Axle box guides traditionally had a guide cap with 9 holes of 5mm diameter each; however, in the latest design, the guide cap is made an integral part of the guide. Approximately 1.5 liters of dashpot oil is required per guide arrangement.

Air vent screws are fitted on the dashpot for topping of oil so that the minimum oil level is maintained at 40mm.

Traditionally, rubber washers have been used at the seating arrangement of the primary springs of the axle box housing in the ICF design passenger coaches on the Indian Railways. The rubber washer is used directly on the axle box seating area. the lower spring seat sits on the washers.

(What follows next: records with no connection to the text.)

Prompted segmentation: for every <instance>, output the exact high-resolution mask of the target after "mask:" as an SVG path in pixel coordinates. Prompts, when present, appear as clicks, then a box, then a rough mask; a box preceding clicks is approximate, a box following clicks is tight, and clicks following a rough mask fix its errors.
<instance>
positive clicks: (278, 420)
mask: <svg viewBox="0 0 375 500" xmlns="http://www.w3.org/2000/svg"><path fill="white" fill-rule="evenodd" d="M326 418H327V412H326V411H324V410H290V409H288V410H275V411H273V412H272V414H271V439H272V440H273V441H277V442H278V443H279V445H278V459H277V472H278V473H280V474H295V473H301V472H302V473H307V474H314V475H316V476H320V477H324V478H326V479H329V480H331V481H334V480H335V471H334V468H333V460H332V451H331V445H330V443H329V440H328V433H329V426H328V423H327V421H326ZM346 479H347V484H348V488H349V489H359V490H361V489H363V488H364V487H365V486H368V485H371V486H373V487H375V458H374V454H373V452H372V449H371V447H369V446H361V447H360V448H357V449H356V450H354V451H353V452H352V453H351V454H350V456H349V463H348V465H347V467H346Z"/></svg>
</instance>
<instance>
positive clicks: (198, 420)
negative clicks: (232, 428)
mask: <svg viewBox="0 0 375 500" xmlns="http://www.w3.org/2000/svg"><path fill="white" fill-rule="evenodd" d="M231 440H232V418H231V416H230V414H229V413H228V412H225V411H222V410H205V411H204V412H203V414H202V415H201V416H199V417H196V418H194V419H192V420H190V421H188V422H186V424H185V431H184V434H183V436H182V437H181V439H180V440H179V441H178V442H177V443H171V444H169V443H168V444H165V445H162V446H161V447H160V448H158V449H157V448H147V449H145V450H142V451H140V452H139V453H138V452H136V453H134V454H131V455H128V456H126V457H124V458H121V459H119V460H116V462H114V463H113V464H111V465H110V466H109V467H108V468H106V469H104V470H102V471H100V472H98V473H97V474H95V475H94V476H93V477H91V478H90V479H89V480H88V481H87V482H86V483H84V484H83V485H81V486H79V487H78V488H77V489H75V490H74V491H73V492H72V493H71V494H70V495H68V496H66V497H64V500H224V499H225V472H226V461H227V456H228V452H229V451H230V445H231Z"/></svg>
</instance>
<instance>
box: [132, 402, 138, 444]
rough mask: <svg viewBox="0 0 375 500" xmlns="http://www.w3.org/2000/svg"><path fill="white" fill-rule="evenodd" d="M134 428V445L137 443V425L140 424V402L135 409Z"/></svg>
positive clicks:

The lower spring seat is a tubular structure and 3/4 section is partitioned by using a circular ring which is welded at the 3/4 section. On the top of spring seat, a polymer ring called NFTC ring sits. The primary spring sits on the NFTC ring. The lower spring seat plays the role of a cylinder in the dashpot arrangement and is filled with oil. In the dashpot arrangement, the top portion is called the axle box guide. The axle box guide is welded to the bogie frame. The axle box guide works as a piston in the Lower spring seat filled with oil. This helps in damping the vibrations caused during running train operation.

Export
Thirty ICF coaches were exported to the Philippines in the 1970s. They were built either as 7E Third/Economy Class cars with forced ventilation, or as Sleeper Economy cars with triple berths for trains on the South Main Line between Manila and Legazpi, Albay. These were nicknamed the Madras coaches after the old name of the city of Chennai where the ICF is located. All ICF coaches in the Philippines were scrapped by 2009.